On September 10, 2012 GoDaddy experienced a massive outage that left thousands of customers without their websites. There has been a lot of speculation as to how the problems were caused, but now the GoDaddy CIO has broken the company’s silence in a detailed 1,500 word blog post.
Chief Information Officer Auguste Goldman revealed that the problems were caused by a “perfect storm” of issues that came together to cause the network failures. The idea the company was hacked, which a member of Anonymous did claim had happened, was dismissed outright in the post.
The post outlined GoDaddy as a company receiving an average of 10 billion different DNS queries on a daily basis across 41 million different DNS zones. These DNS requests are pushed through the company’s anycast BGP routing system. It’s designed to reduce latency if any of the hardware collapses, but on that day the event pushed the routers beyond their normal limits.

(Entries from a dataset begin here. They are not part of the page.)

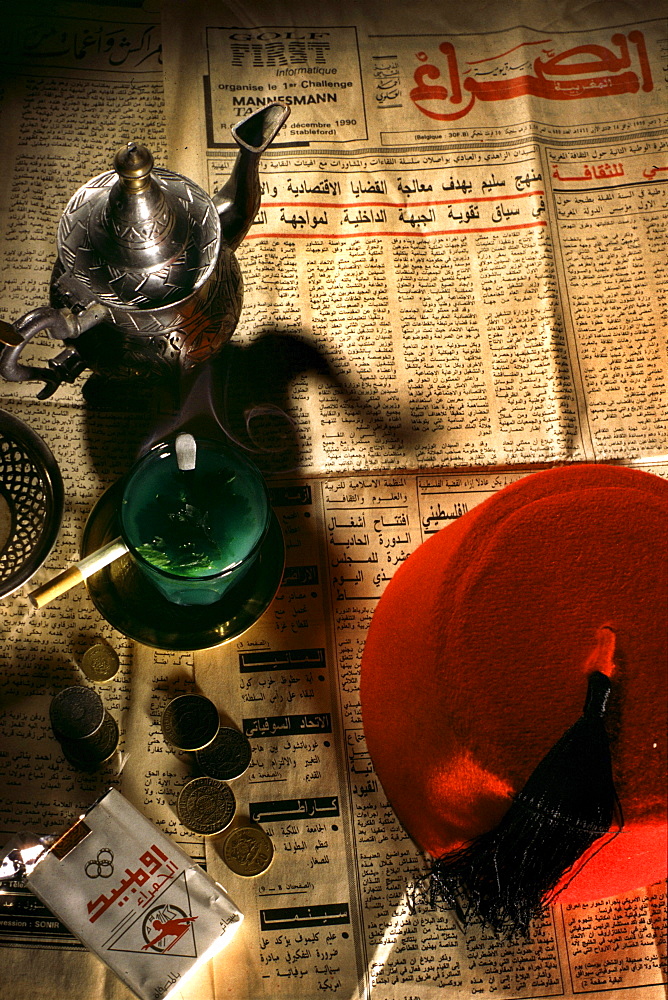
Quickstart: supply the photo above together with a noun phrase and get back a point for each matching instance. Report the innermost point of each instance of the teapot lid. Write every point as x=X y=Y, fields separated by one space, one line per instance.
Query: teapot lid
x=139 y=237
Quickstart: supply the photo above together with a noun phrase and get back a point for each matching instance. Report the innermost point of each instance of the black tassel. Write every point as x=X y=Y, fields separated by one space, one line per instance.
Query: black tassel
x=506 y=877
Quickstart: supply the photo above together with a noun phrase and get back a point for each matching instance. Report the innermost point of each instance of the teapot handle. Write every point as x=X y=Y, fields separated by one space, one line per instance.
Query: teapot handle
x=61 y=324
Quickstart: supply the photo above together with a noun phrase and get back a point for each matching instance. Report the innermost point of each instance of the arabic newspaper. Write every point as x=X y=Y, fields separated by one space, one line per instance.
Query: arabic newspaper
x=390 y=289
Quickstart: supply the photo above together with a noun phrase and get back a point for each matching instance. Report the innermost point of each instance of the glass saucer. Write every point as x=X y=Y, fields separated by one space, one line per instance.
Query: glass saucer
x=129 y=602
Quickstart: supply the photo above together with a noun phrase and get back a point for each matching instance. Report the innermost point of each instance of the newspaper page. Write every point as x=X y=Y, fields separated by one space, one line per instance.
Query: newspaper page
x=321 y=378
x=484 y=188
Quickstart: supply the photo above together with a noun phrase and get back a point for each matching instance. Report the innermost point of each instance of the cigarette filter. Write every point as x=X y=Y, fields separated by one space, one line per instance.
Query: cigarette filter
x=134 y=898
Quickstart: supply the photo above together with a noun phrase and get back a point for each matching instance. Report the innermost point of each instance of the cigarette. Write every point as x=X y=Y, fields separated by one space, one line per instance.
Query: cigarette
x=77 y=573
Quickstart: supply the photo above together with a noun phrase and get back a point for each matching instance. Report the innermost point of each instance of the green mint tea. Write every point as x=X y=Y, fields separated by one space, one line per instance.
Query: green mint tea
x=195 y=532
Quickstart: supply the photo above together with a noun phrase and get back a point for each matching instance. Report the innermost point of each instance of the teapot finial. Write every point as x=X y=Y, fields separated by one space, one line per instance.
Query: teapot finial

Goldman simplified the problems by stating the three different factors contributing to the problems. These issues were Router hardware failure modes, Router memory exhaustion, and Containment. Within minutes, a chain reaction had been caused by the routing hardware failure, which led to massive outages all across the system.
GoDaddy restored its services through filtering the routing information and restoring the routing table, alongside a complete reboot of the routers struggling to cope. The main difficulty, according to Goldman, was to deal with the timed out DNS traffic still on the network.
Goldman stated the reasoning for revealing the problems by saying it was to fulfill its goal of providing transparency: “and detail the specific elements we have implemented to prevent another such occurrence.”
What remains to be seen is how these problems may impact the webhosting company’s image going forward.